36. haftadan sonraki denetim riski olmayan hamilelerde 38. haftadadır. Yeniden annenin kan basıncı, kilosu, ödemi, bebeğin büyüme eğrisi, suyu, plasentası kıymetlendirilir. Sonraki denetim 39. haftadadır. Doğum aksiyonunun yakınlığı tesbit edilir. Bebeğin ve annenin rutin denetimi yapılır.

40. Hafta

Artık beklenen doğum günüdür (son adet tarihine göre). Doğum hareketi kendi kendine başlamıyor ise bekleme müddeti pratikte maximum 1 haftadır. Tüm hamilelerin yalnızca %5’i bizatihi beklenen doğum tarihinde doğum hareketine girerler. Gün aşımı gebelikte, hamile 2-3 günde bir görülerek aksiyon başlamıyor ise ortak belirlenen bir tarihte indüksiyon (suni sancı) için yatırılır ve doğum aksiyonu gerçekleştirilir. Yapay sancıda uygulanan usul olağanda anne kanında bulunan oksitosin hormonunun denetimli olarak serum halinde verilmesi ve rahim ağrılarını tetiklemesi halindedir.
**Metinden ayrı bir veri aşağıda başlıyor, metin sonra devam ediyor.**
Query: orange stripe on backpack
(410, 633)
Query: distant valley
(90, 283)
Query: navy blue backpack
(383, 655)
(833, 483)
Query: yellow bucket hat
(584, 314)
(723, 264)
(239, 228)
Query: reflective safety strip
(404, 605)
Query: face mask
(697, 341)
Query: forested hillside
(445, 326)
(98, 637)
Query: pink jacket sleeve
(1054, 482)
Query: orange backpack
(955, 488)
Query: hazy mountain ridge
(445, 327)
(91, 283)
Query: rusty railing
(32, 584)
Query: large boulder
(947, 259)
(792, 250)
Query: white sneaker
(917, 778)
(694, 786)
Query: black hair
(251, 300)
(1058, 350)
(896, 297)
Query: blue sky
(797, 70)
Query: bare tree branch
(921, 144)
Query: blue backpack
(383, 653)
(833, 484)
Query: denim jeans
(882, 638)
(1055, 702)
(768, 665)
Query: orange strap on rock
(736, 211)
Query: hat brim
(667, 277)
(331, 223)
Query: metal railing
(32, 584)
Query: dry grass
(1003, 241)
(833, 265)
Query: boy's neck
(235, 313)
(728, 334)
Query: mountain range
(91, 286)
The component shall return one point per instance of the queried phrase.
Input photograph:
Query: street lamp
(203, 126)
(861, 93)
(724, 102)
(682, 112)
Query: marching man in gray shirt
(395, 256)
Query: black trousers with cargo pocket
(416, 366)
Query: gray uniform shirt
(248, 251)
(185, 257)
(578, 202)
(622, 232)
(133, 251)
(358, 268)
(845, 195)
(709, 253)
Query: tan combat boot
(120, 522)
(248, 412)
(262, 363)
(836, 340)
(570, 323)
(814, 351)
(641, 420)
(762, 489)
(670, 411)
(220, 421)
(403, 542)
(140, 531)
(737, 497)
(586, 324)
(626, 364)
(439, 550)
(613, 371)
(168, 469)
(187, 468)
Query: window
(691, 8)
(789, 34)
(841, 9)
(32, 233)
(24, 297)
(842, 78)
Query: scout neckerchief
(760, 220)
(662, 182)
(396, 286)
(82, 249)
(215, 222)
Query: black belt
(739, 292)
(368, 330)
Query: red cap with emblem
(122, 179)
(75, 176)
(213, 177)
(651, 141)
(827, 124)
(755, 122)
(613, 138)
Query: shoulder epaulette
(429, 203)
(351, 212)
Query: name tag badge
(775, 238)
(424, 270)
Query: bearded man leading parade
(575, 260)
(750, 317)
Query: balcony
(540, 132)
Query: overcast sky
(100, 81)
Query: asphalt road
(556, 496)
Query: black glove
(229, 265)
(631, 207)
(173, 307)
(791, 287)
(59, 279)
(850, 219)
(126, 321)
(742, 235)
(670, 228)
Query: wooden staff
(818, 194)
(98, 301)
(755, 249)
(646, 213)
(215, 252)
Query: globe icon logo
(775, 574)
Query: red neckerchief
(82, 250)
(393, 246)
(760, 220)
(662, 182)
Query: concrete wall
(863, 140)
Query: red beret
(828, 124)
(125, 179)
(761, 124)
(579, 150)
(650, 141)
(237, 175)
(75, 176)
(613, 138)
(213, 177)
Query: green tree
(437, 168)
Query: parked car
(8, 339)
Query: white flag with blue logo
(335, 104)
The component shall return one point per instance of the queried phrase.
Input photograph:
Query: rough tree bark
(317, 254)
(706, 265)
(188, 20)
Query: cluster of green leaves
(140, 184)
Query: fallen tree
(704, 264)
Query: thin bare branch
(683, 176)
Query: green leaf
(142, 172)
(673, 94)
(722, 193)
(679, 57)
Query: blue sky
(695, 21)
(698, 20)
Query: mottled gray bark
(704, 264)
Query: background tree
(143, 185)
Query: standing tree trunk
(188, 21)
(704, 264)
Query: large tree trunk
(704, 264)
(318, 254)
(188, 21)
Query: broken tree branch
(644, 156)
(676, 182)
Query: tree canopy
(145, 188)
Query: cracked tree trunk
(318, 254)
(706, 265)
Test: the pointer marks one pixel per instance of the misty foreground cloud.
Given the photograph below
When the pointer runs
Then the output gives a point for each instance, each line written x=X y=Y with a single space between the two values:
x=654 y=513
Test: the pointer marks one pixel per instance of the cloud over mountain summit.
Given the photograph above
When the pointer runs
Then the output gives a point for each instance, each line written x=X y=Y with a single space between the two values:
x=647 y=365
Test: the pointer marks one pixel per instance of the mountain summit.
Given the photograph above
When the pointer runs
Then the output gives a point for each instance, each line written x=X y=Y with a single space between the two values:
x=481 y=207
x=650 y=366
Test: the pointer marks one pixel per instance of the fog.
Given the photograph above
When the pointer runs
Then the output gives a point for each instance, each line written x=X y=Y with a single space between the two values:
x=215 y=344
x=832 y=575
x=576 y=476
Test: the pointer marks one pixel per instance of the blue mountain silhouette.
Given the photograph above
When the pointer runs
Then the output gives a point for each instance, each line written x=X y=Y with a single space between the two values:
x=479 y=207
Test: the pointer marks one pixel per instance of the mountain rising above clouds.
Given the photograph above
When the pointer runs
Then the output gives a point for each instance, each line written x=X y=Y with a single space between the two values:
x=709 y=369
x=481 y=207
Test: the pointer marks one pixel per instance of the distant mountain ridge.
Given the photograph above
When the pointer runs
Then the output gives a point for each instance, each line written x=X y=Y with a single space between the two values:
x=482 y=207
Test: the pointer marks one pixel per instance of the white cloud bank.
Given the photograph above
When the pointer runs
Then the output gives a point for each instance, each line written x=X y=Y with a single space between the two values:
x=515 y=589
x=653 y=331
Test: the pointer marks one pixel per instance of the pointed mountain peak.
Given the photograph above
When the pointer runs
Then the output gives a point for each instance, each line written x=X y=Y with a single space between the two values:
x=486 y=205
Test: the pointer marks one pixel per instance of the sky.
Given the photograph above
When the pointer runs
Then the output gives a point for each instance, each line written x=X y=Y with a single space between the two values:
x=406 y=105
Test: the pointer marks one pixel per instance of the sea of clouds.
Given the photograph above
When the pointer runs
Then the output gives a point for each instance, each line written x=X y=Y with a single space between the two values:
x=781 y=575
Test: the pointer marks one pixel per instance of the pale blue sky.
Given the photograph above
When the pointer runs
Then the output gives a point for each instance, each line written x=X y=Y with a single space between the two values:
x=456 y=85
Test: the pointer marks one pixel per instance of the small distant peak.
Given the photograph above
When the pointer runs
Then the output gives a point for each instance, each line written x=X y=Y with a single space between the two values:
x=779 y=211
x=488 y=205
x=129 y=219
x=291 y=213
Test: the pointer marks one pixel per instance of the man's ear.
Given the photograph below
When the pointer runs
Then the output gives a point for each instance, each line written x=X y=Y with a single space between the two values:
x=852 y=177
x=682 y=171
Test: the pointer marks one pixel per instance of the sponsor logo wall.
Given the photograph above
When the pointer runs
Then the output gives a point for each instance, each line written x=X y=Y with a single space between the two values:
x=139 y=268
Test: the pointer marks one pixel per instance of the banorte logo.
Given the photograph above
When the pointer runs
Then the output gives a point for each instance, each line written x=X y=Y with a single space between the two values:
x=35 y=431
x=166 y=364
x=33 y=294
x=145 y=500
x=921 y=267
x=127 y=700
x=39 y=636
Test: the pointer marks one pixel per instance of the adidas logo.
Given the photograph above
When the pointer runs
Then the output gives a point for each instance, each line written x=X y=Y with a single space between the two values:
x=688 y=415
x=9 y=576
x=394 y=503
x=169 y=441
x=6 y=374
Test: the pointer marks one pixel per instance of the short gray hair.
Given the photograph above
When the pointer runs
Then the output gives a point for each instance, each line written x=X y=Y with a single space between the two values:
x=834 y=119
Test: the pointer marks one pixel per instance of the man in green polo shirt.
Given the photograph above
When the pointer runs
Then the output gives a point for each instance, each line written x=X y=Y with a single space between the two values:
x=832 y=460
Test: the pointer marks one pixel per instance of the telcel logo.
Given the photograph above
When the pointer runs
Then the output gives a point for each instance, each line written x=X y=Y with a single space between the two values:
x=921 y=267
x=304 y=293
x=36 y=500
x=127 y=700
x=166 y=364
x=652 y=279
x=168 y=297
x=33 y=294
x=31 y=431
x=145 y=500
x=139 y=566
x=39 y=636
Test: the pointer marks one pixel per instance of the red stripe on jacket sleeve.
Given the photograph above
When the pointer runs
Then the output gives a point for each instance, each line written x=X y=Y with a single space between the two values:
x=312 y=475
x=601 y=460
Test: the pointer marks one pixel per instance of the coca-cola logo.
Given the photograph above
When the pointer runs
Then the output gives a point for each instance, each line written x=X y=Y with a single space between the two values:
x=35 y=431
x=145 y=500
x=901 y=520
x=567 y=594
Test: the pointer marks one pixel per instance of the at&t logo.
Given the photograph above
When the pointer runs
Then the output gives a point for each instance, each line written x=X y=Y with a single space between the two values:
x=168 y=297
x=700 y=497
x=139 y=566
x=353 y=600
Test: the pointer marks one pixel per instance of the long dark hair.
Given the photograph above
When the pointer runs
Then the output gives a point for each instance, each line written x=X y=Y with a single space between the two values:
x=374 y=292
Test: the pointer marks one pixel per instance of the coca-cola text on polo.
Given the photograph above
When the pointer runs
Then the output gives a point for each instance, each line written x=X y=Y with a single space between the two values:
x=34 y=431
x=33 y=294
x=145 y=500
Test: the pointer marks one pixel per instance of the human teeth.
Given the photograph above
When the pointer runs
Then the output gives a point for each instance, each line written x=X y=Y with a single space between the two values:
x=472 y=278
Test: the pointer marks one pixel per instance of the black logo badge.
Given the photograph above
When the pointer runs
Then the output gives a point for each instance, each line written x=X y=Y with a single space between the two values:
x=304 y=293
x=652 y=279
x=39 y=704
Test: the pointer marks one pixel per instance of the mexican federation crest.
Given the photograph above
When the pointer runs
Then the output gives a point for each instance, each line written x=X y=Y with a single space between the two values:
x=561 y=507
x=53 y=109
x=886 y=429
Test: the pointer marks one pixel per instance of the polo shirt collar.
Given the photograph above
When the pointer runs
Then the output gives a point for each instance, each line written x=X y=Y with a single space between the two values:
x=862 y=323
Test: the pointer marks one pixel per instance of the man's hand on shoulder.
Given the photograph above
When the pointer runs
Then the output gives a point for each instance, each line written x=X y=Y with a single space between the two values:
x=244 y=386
Olağan doğum ağrısından rastgele bir farkı yoktur. Baş pelvis uygunsuzluğu, göbek kordonu sorunu olmayan hamilelerde bu süreç çok yüksek oranda doğum ile sonlanır.

Sağlıklı bir toplum ve birey için uygun bir gebelik takibi fizyolojik bir doğum gereklidir.